Abstract

1.1 Sleep and sleep disorders Sleep, which is defined as a passive period in organic physiology until the mid-20th century, is accepted to be an indispensable period of life cycle with today’s technological advances. While wakefulness is associated with the active excitation of Central Nervous System (CNS), sleep has been recognized as a passive period by the elimination of excitation. However, recent studies have shown that sleep is independent of wakefulness, generated by a sequence of changes in CNS, and a combination of five periods with clear boundaries. Sleep is not the disruption of daily life for a period of time or a waste of time. It is an active period which is important to renew our mental and physical health everyday and is covering one– third of our lives. Sleep activity is important for resting during the working period of basal metabolism of human body. The advances in technology enabling the measurement and quantification of brain activity make possible the micro and macro analysis of brain during both sleep and wakefulness states. With the studies investigating the CNS, it is observed the existence of some centrals causing the sleep by inhibiting the other regions of brain. As a result, sleep, which is an active and other state of consciousness, is a brain state of high coordination (Erdamar, 2007).

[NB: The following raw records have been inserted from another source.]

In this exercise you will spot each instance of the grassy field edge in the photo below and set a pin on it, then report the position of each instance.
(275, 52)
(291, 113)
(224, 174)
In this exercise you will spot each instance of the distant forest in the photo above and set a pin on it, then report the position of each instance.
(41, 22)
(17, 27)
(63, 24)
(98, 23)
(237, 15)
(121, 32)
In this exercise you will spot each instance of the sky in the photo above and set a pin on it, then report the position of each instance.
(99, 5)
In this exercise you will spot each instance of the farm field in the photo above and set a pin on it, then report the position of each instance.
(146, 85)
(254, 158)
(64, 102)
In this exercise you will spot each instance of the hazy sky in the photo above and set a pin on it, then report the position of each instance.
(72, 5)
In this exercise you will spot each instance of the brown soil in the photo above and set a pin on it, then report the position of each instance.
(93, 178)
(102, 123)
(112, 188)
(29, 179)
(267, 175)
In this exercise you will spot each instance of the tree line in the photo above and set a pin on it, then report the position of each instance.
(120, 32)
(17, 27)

Since breathing is established autonomously during sleep, it is affected by many anatomical and physiological parameters. Depending on this situation, various sleep disorders occur. There are more than eighty known sleeping diseases. Most of them cause person’s health to deteriorate and a decrease in life quality. As a result of the research carried out for many years, a list of sleep disorders, which are generally occurring, can be seen as in Table 1. Sleep disorders can be examined in two classes, parasomnia and dissomnia.